Spiderwebs of shrouds and stays held her masts taut, and in moments she could sprout full sail, but she rippled with real muscle amidships: two enormous steam engines with pistons that traveled ten feet on each downstroke and turned paddle wheels three stories high. Along her lower wale, a red stripe ran nearly three hundred feet stem to stern, and three masts the height and thickness of majestic trees rose from her decks.

dark blue sea

She was sleek and black, her decks scrubbed smooth with holystones, her deckhouses glistening with the yellowed patina of old varnish. Then the first glimmer outlined El Morro, and slowly dawn touched the green hills of Cuba, following them down to the sea, as the flag of Spain brightened to crimson and gold, and the Central America emerged from the darkness as the biggest ship in the harbor. On top, the flag of Spain awaited the first light of day as it had ever since Columbus celebrated mass on the island three and a half centuries earlier. High above the ships, at the mouth of the harbor, a massive brown escarpment called El Morro swept upward out of the sea. In these predawn hours, her five hundred passengers slept with the ship motionless for the first time since departing Panama four days earlier. In the darkness, the SS Central America lay wrapped in the moist tropical air, her engines silent, her decks dimly lit and trod only by the night watch.

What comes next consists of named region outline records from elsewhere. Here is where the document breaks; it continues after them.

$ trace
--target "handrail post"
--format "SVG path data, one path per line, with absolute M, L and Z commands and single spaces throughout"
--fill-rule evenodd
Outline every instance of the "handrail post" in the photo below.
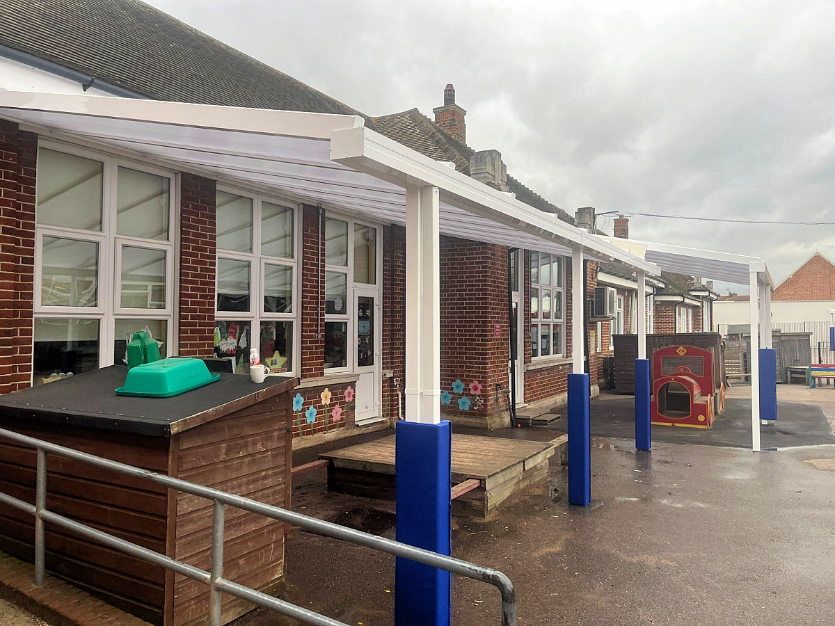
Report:
M 46 563 L 46 540 L 41 512 L 47 507 L 47 452 L 38 448 L 38 468 L 35 477 L 35 584 L 43 584 Z
M 209 626 L 220 626 L 220 601 L 222 593 L 217 581 L 223 577 L 223 533 L 225 530 L 224 505 L 212 500 L 211 523 L 211 578 L 209 583 Z

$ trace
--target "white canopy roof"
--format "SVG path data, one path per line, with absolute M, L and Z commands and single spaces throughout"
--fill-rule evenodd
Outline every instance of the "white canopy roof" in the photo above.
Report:
M 440 190 L 442 235 L 659 269 L 364 127 L 354 115 L 0 91 L 0 116 L 24 128 L 127 150 L 300 202 L 404 225 L 406 184 Z
M 751 272 L 756 271 L 761 275 L 762 282 L 774 289 L 774 281 L 768 268 L 762 259 L 756 256 L 731 255 L 652 241 L 597 236 L 635 256 L 655 263 L 664 271 L 725 280 L 737 285 L 748 285 Z

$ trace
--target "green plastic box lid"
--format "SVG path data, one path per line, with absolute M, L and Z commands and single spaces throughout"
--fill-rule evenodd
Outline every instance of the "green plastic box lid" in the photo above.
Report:
M 215 382 L 220 377 L 220 374 L 210 372 L 200 359 L 169 357 L 131 367 L 116 395 L 170 398 Z

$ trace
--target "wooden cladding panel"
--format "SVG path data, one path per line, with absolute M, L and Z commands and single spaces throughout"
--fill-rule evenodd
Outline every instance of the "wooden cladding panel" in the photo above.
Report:
M 225 417 L 180 433 L 178 475 L 258 502 L 283 507 L 290 481 L 286 394 L 269 398 Z M 176 496 L 175 553 L 208 570 L 212 506 L 188 493 Z M 232 507 L 225 509 L 224 577 L 259 589 L 275 589 L 284 579 L 285 524 Z M 208 608 L 206 586 L 175 576 L 175 626 L 200 623 Z M 224 596 L 223 621 L 252 605 Z
M 168 467 L 168 440 L 43 422 L 0 419 L 3 427 L 153 471 Z M 0 442 L 0 491 L 35 499 L 37 455 L 33 448 Z M 167 493 L 147 481 L 87 463 L 47 456 L 47 508 L 149 549 L 164 553 Z M 34 520 L 0 505 L 0 548 L 31 559 Z M 150 621 L 161 623 L 163 568 L 47 524 L 47 568 Z

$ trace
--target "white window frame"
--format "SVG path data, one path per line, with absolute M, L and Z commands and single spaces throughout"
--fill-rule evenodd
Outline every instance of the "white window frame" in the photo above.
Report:
M 328 210 L 326 212 L 322 219 L 322 228 L 325 227 L 325 224 L 327 220 L 337 220 L 342 222 L 346 222 L 348 225 L 348 240 L 347 243 L 347 265 L 334 265 L 328 264 L 326 262 L 327 252 L 326 252 L 326 241 L 322 245 L 322 255 L 326 259 L 325 262 L 325 272 L 337 272 L 340 274 L 346 275 L 346 295 L 345 295 L 345 310 L 344 314 L 342 313 L 325 313 L 325 319 L 322 321 L 322 341 L 324 341 L 324 324 L 329 321 L 337 322 L 345 322 L 347 328 L 347 332 L 346 333 L 346 341 L 347 341 L 347 355 L 345 362 L 346 365 L 343 367 L 326 367 L 325 376 L 337 376 L 338 374 L 346 373 L 354 373 L 357 369 L 357 320 L 356 320 L 356 307 L 354 306 L 354 292 L 355 290 L 377 290 L 377 295 L 374 296 L 374 302 L 376 306 L 376 310 L 374 315 L 379 317 L 379 320 L 375 319 L 374 321 L 374 341 L 376 343 L 377 350 L 375 352 L 380 352 L 382 354 L 382 346 L 380 345 L 382 340 L 381 331 L 382 328 L 382 301 L 381 300 L 382 287 L 381 283 L 382 280 L 382 226 L 373 222 L 370 222 L 365 220 L 358 220 L 351 215 L 340 213 L 338 211 Z M 377 232 L 377 242 L 375 244 L 375 267 L 374 267 L 374 284 L 368 283 L 357 283 L 354 281 L 354 231 L 357 226 L 366 226 L 367 228 L 372 228 Z M 324 237 L 325 233 L 322 232 L 321 236 Z M 322 276 L 322 280 L 325 280 L 325 276 Z M 322 289 L 322 294 L 324 297 L 324 288 Z M 322 303 L 324 305 L 324 302 Z M 379 361 L 377 357 L 375 356 L 375 361 Z M 375 366 L 382 367 L 382 364 L 376 363 Z M 367 367 L 367 366 L 366 366 Z
M 99 321 L 99 367 L 106 367 L 116 362 L 113 355 L 116 341 L 117 320 L 159 320 L 165 322 L 165 336 L 154 337 L 165 342 L 165 351 L 176 351 L 177 267 L 179 265 L 178 199 L 179 184 L 175 172 L 164 169 L 142 161 L 137 161 L 107 152 L 94 150 L 68 142 L 58 141 L 39 136 L 37 153 L 40 149 L 73 154 L 98 161 L 102 166 L 102 228 L 101 230 L 82 230 L 63 226 L 38 224 L 37 206 L 35 220 L 35 266 L 33 288 L 33 318 L 97 320 Z M 43 180 L 40 164 L 36 164 L 36 185 Z M 117 189 L 119 168 L 124 167 L 160 176 L 169 180 L 168 240 L 151 240 L 131 237 L 117 233 Z M 37 198 L 37 191 L 36 191 Z M 37 200 L 36 200 L 37 201 Z M 94 242 L 99 245 L 99 265 L 97 271 L 97 305 L 87 306 L 46 306 L 42 302 L 42 280 L 43 276 L 43 238 L 58 237 Z M 128 309 L 121 306 L 121 246 L 133 245 L 139 248 L 163 250 L 165 251 L 165 306 L 161 309 Z M 33 334 L 33 362 L 31 383 L 34 383 L 34 335 Z
M 542 264 L 539 261 L 539 255 L 549 255 L 551 257 L 551 265 L 550 265 L 550 267 L 551 267 L 551 270 L 550 270 L 551 271 L 551 282 L 549 284 L 545 285 L 545 284 L 544 284 L 542 282 L 534 282 L 533 278 L 530 275 L 530 269 L 531 269 L 531 265 L 532 265 L 532 260 L 534 258 L 534 255 L 536 255 L 536 260 L 537 260 L 537 275 L 538 275 L 538 278 L 540 280 L 541 280 L 541 275 L 540 275 L 540 274 L 541 274 L 541 271 L 542 271 Z M 560 274 L 560 275 L 559 277 L 559 286 L 558 286 L 558 280 L 556 280 L 554 279 L 554 257 L 559 257 L 560 259 L 562 259 L 562 261 L 559 263 L 559 274 Z M 538 346 L 538 351 L 539 352 L 539 354 L 537 355 L 536 356 L 534 356 L 533 355 L 531 355 L 531 361 L 540 361 L 540 360 L 541 361 L 548 361 L 549 359 L 559 359 L 559 358 L 563 358 L 565 356 L 565 340 L 566 340 L 566 337 L 565 337 L 565 317 L 566 317 L 566 308 L 567 308 L 566 307 L 566 300 L 565 300 L 565 271 L 566 271 L 566 265 L 568 265 L 568 262 L 569 262 L 569 257 L 567 257 L 567 256 L 563 256 L 561 255 L 555 255 L 555 254 L 553 254 L 551 252 L 539 252 L 539 251 L 537 251 L 537 250 L 528 250 L 528 262 L 527 262 L 526 266 L 524 268 L 524 271 L 526 271 L 528 273 L 528 279 L 529 279 L 528 280 L 528 282 L 529 282 L 528 305 L 529 306 L 530 305 L 530 300 L 531 300 L 531 298 L 533 297 L 533 294 L 534 294 L 534 289 L 537 290 L 537 294 L 538 294 L 537 298 L 538 298 L 538 300 L 539 300 L 539 303 L 537 305 L 539 316 L 536 317 L 536 318 L 534 318 L 534 317 L 532 317 L 529 315 L 529 311 L 528 321 L 527 321 L 528 336 L 530 336 L 531 326 L 534 326 L 534 325 L 536 326 L 536 327 L 537 327 L 537 332 L 539 333 L 539 336 L 537 337 L 537 346 Z M 551 318 L 549 320 L 544 320 L 543 317 L 542 317 L 542 290 L 543 290 L 543 289 L 548 289 L 548 290 L 550 290 L 550 291 L 551 291 Z M 557 319 L 554 316 L 554 294 L 555 294 L 557 292 L 562 294 L 562 297 L 561 297 L 561 300 L 562 300 L 562 307 L 561 307 L 562 308 L 562 316 L 560 318 L 559 318 L 559 319 Z M 550 340 L 551 341 L 551 353 L 548 354 L 548 355 L 543 355 L 542 354 L 542 326 L 544 324 L 544 325 L 549 325 L 549 326 L 551 326 L 551 335 L 550 335 L 550 337 L 551 337 L 551 340 Z M 554 327 L 558 327 L 558 326 L 560 328 L 560 331 L 559 331 L 559 346 L 555 346 L 554 345 Z M 557 351 L 557 348 L 559 348 L 559 351 Z
M 279 196 L 256 193 L 228 184 L 218 184 L 216 191 L 224 191 L 252 201 L 252 240 L 250 252 L 240 252 L 216 248 L 217 260 L 246 261 L 250 264 L 250 310 L 220 310 L 217 308 L 218 277 L 217 270 L 215 275 L 215 321 L 218 320 L 247 322 L 250 325 L 249 346 L 261 346 L 261 323 L 262 321 L 290 321 L 293 324 L 292 342 L 293 358 L 287 367 L 287 375 L 295 376 L 301 371 L 301 325 L 300 322 L 301 309 L 301 285 L 299 270 L 299 257 L 301 255 L 301 207 L 298 203 L 291 202 Z M 284 259 L 261 254 L 261 204 L 266 202 L 278 204 L 293 210 L 293 258 Z M 215 242 L 216 242 L 215 235 Z M 264 310 L 264 269 L 267 265 L 282 265 L 292 270 L 292 311 L 291 313 L 267 313 Z M 218 263 L 218 268 L 220 263 Z M 271 356 L 271 355 L 268 355 Z M 261 359 L 265 355 L 259 355 Z M 284 373 L 284 372 L 282 372 Z

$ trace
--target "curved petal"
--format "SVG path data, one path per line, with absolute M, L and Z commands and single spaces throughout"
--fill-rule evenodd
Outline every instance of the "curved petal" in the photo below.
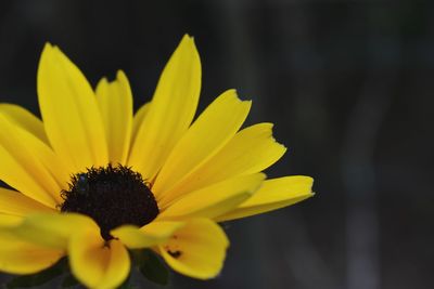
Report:
M 0 227 L 1 228 L 16 227 L 23 222 L 23 219 L 24 216 L 21 215 L 0 213 Z
M 48 152 L 42 152 L 43 146 L 35 135 L 13 126 L 0 115 L 0 180 L 26 196 L 55 208 L 61 201 L 62 188 L 42 165 L 41 159 L 48 157 L 50 152 L 48 147 Z
M 55 210 L 20 192 L 0 187 L 0 213 L 25 216 L 35 212 L 55 212 Z
M 314 196 L 312 184 L 314 180 L 304 175 L 267 180 L 255 195 L 233 211 L 217 216 L 216 221 L 245 218 L 293 205 Z
M 194 121 L 176 145 L 162 168 L 152 192 L 165 207 L 179 197 L 168 192 L 202 163 L 216 155 L 237 133 L 251 108 L 251 102 L 242 102 L 234 90 L 218 96 Z
M 150 107 L 151 102 L 143 104 L 142 106 L 140 106 L 139 110 L 137 110 L 132 120 L 131 143 L 136 141 L 137 133 L 139 132 L 139 129 L 142 126 L 143 119 L 148 115 Z
M 82 231 L 99 232 L 92 219 L 76 213 L 36 213 L 27 215 L 23 222 L 9 232 L 43 247 L 67 249 L 71 238 Z
M 54 152 L 79 172 L 108 162 L 104 126 L 94 93 L 58 47 L 46 44 L 38 68 L 38 97 Z
M 128 277 L 130 260 L 120 241 L 105 242 L 99 231 L 76 234 L 69 242 L 69 264 L 74 276 L 94 289 L 117 288 Z
M 194 219 L 158 247 L 167 264 L 175 271 L 199 279 L 217 276 L 224 265 L 229 240 L 216 223 Z
M 150 248 L 167 241 L 182 225 L 182 222 L 154 221 L 141 228 L 132 225 L 120 226 L 113 229 L 111 235 L 129 249 Z
M 49 144 L 42 121 L 20 105 L 2 103 L 0 114 L 3 114 L 15 126 L 33 133 L 36 137 Z
M 272 137 L 272 123 L 258 123 L 238 132 L 213 158 L 173 191 L 186 194 L 237 175 L 260 172 L 280 159 L 286 148 Z
M 0 231 L 0 271 L 33 274 L 50 267 L 64 255 L 63 250 L 44 248 Z
M 128 165 L 152 180 L 193 120 L 201 91 L 201 61 L 184 36 L 159 78 L 145 118 L 131 147 Z
M 233 210 L 261 185 L 265 174 L 235 176 L 184 195 L 158 214 L 158 219 L 215 218 Z
M 97 101 L 107 137 L 108 160 L 125 165 L 131 141 L 132 95 L 124 71 L 117 71 L 113 82 L 103 78 L 98 83 Z

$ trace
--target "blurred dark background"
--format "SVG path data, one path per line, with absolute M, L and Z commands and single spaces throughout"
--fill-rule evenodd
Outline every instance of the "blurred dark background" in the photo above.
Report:
M 221 276 L 170 288 L 434 288 L 434 2 L 2 1 L 0 101 L 39 114 L 50 41 L 92 84 L 124 69 L 138 107 L 184 32 L 201 109 L 229 88 L 252 98 L 248 122 L 289 147 L 268 174 L 311 175 L 318 194 L 225 224 Z

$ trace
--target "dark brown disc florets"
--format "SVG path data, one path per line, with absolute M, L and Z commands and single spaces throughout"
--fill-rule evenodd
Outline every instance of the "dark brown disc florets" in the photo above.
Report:
M 62 197 L 61 211 L 92 218 L 105 240 L 113 239 L 111 229 L 124 224 L 143 226 L 159 212 L 141 174 L 120 165 L 90 168 L 73 175 Z

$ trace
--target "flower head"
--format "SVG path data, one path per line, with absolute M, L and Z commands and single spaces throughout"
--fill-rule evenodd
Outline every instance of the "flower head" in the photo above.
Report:
M 221 271 L 229 241 L 217 222 L 312 195 L 308 176 L 266 180 L 285 152 L 271 123 L 241 129 L 251 102 L 234 90 L 194 121 L 201 62 L 184 36 L 153 98 L 136 114 L 128 79 L 93 90 L 58 47 L 37 78 L 42 120 L 0 104 L 0 270 L 30 274 L 67 257 L 90 288 L 116 288 L 128 250 L 150 248 L 195 278 Z

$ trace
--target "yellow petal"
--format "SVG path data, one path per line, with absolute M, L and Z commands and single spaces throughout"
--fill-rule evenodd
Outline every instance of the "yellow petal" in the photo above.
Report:
M 0 104 L 0 114 L 3 114 L 15 126 L 33 133 L 46 144 L 49 143 L 42 121 L 27 109 L 18 105 L 2 103 Z
M 120 241 L 105 242 L 98 231 L 84 231 L 69 242 L 69 264 L 74 276 L 94 289 L 117 288 L 128 277 L 129 255 Z
M 216 220 L 221 222 L 240 219 L 293 205 L 314 196 L 312 184 L 314 180 L 304 175 L 267 180 L 250 199 L 233 211 L 216 218 Z
M 21 215 L 0 213 L 0 227 L 16 227 L 23 222 L 23 219 Z
M 82 214 L 36 213 L 9 232 L 33 244 L 66 250 L 72 236 L 85 229 L 100 231 L 92 219 Z
M 171 191 L 192 192 L 228 178 L 260 172 L 280 159 L 286 148 L 272 137 L 272 123 L 248 127 Z
M 37 273 L 56 263 L 63 254 L 62 250 L 40 247 L 0 231 L 0 271 L 2 272 Z
M 159 78 L 131 147 L 129 166 L 152 180 L 193 120 L 201 91 L 201 61 L 184 36 Z
M 102 79 L 97 87 L 97 100 L 107 137 L 108 159 L 125 165 L 132 126 L 132 95 L 125 74 L 119 70 L 113 82 Z
M 50 152 L 42 141 L 0 115 L 0 180 L 26 196 L 55 208 L 61 201 L 62 188 L 42 165 L 41 159 L 49 155 L 47 150 Z M 48 159 L 47 162 L 53 160 Z
M 25 216 L 35 212 L 55 212 L 55 210 L 18 192 L 0 187 L 0 213 Z
M 37 83 L 47 135 L 72 172 L 106 166 L 107 145 L 93 90 L 59 48 L 46 44 Z
M 175 271 L 199 279 L 217 276 L 224 265 L 229 240 L 207 219 L 194 219 L 175 233 L 158 251 Z
M 143 104 L 139 110 L 137 110 L 135 118 L 132 120 L 132 132 L 131 132 L 131 143 L 136 141 L 137 133 L 142 126 L 143 119 L 146 116 L 149 108 L 151 107 L 151 102 Z
M 182 222 L 152 222 L 141 228 L 124 225 L 111 231 L 129 249 L 149 248 L 165 242 L 175 231 L 183 225 Z
M 158 173 L 152 192 L 163 207 L 179 197 L 170 191 L 189 173 L 216 155 L 237 133 L 244 122 L 251 102 L 242 102 L 234 90 L 217 97 L 191 126 L 171 152 Z
M 265 174 L 235 176 L 179 198 L 158 219 L 215 218 L 233 210 L 261 185 Z

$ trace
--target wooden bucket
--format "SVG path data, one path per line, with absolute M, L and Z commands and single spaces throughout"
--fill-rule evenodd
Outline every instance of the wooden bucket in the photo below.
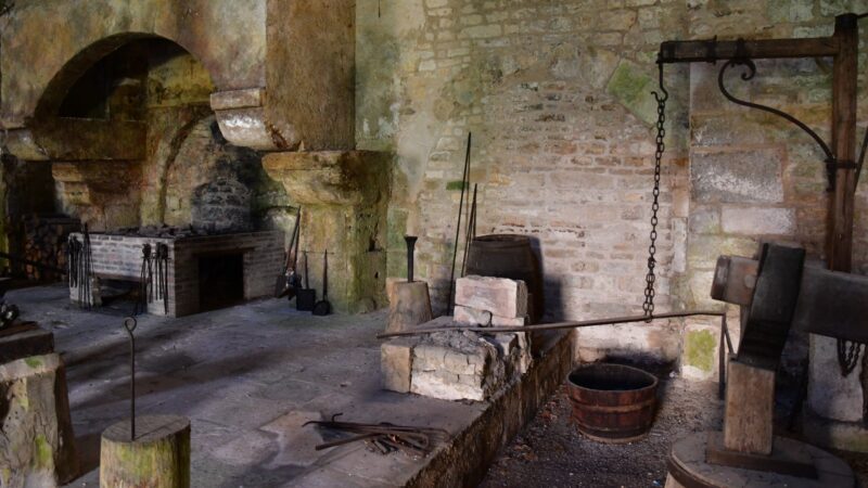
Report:
M 573 421 L 587 437 L 608 444 L 631 442 L 654 422 L 658 378 L 622 364 L 583 365 L 567 377 Z

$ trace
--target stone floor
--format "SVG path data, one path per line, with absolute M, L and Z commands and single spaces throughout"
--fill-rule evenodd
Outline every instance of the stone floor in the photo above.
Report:
M 10 292 L 26 320 L 55 334 L 85 474 L 98 486 L 100 434 L 129 416 L 125 310 L 82 311 L 63 286 Z M 192 484 L 200 487 L 399 486 L 425 460 L 361 444 L 315 451 L 308 420 L 388 421 L 460 432 L 485 403 L 435 400 L 380 388 L 382 312 L 324 318 L 268 299 L 181 319 L 144 316 L 137 336 L 139 414 L 192 421 Z

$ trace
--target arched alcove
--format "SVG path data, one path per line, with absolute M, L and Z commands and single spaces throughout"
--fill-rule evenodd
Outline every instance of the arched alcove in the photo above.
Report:
M 253 228 L 260 156 L 224 139 L 214 91 L 195 56 L 156 36 L 114 36 L 74 56 L 29 125 L 50 149 L 61 209 L 95 230 Z

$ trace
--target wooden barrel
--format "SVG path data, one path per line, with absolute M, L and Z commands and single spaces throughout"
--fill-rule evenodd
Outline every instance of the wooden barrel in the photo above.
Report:
M 631 442 L 654 422 L 658 378 L 622 364 L 579 367 L 567 377 L 573 421 L 579 432 L 609 444 Z
M 531 323 L 542 319 L 542 269 L 528 236 L 492 234 L 474 239 L 468 251 L 467 274 L 524 281 L 531 294 Z

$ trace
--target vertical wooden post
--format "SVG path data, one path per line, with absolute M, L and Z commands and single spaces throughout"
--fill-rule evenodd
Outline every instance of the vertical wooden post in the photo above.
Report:
M 832 151 L 838 158 L 834 194 L 829 201 L 826 254 L 829 269 L 850 272 L 853 260 L 853 215 L 856 160 L 856 75 L 859 27 L 856 14 L 834 20 L 839 42 L 832 75 Z

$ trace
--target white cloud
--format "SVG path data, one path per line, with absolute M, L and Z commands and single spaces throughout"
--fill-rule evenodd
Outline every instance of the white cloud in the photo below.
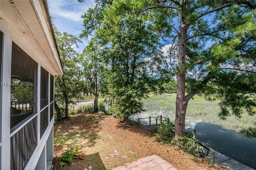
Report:
M 81 22 L 82 15 L 95 6 L 93 0 L 79 3 L 77 0 L 48 0 L 50 12 L 54 16 L 60 16 L 75 22 Z

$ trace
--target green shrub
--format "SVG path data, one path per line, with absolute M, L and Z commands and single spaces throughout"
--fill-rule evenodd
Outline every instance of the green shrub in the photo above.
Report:
M 199 156 L 203 151 L 203 147 L 198 144 L 191 137 L 183 137 L 173 138 L 172 143 L 177 148 L 186 150 L 189 153 Z
M 60 162 L 60 165 L 65 166 L 67 163 L 71 162 L 74 158 L 77 158 L 80 153 L 78 151 L 80 147 L 79 146 L 69 146 L 62 154 L 62 160 Z
M 80 114 L 83 113 L 84 112 L 84 108 L 83 107 L 79 107 L 78 109 L 76 109 L 76 113 Z
M 92 120 L 94 122 L 96 122 L 99 118 L 100 118 L 100 115 L 94 115 Z
M 98 107 L 99 111 L 103 113 L 107 113 L 107 110 L 106 109 L 106 105 L 104 104 L 104 103 L 100 102 L 100 103 L 99 103 Z
M 167 121 L 163 121 L 155 133 L 156 139 L 163 143 L 170 143 L 174 137 L 174 125 Z
M 94 108 L 93 108 L 93 106 L 89 105 L 87 106 L 84 106 L 84 113 L 94 113 Z
M 244 134 L 246 137 L 251 138 L 256 138 L 256 126 L 242 129 L 240 131 L 240 132 Z

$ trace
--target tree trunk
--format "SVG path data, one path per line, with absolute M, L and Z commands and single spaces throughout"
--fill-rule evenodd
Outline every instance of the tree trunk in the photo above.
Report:
M 54 99 L 54 108 L 56 111 L 56 119 L 57 122 L 60 122 L 62 120 L 62 116 L 61 115 L 61 112 L 60 111 L 60 107 L 58 105 L 56 101 Z
M 68 118 L 68 99 L 65 98 L 65 118 Z
M 181 15 L 179 35 L 179 54 L 177 74 L 177 96 L 175 118 L 175 135 L 185 135 L 185 118 L 187 101 L 185 96 L 186 81 L 186 41 L 187 28 Z
M 126 125 L 129 124 L 129 116 L 127 115 L 124 116 L 124 124 Z
M 94 97 L 94 112 L 99 112 L 99 108 L 98 107 L 98 99 L 99 98 L 99 94 L 95 94 L 95 97 Z

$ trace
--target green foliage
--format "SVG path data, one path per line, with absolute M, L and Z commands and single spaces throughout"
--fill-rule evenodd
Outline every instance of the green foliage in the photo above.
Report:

The gas lamps of Havana cast erratic ribbons of light out across the harbor, zigzagging among the dark silhouettes of more than a hundred ships at anchor. It is also a great American adventure story of the opening of Earth’s last frontier. Ship of Gold in the Deep Blue Sea is a testament to the human will to triumph over adversity. Gary Kinder tells an extraordinary tale of history, human drama, heroic rescue, scientific ingenuity, and individual courage. Life magazine called it “the greatest treasure ever found.”

DARK BLUE SEA PLUS

After years of intensive efforts, Tommy Thompson and the Columbus-America Discovery Group found the Central America in eight thousand feet of water, and in October 1989 they sailed into Norfolk with her recovered treasure: gold coins, bars, nuggets, and dust, plus steamer trunks filled with period clothes, newspapers, books, journals, and even an intact cigar sealed under water for 130 years. The SS Central America became the target of his project. Navy, had been able to do: establish a working presence on the deep ocean floor and open it to science, archaeology, history, medicine, and recovery. In the 1980s, a young engineer from Ohio set out to do what no one, not even the U.S. It was the worst peacetime disaster at sea in American history, a tragedy that remained lost in legend for over a century. Over four hundred lives and twenty-one tons of California gold were lost. Originally published in 1998 and a best seller in its hardcover and paperback publications, Gary Kinder’s Ship of Gold in the Deep Blue Sea tells the story of the sinking of the SS Central America, a side-wheel steamer carrying nearly six hundred passengers returning from the California Gold Rush, two hundred miles off the Carolina coast in September 1857.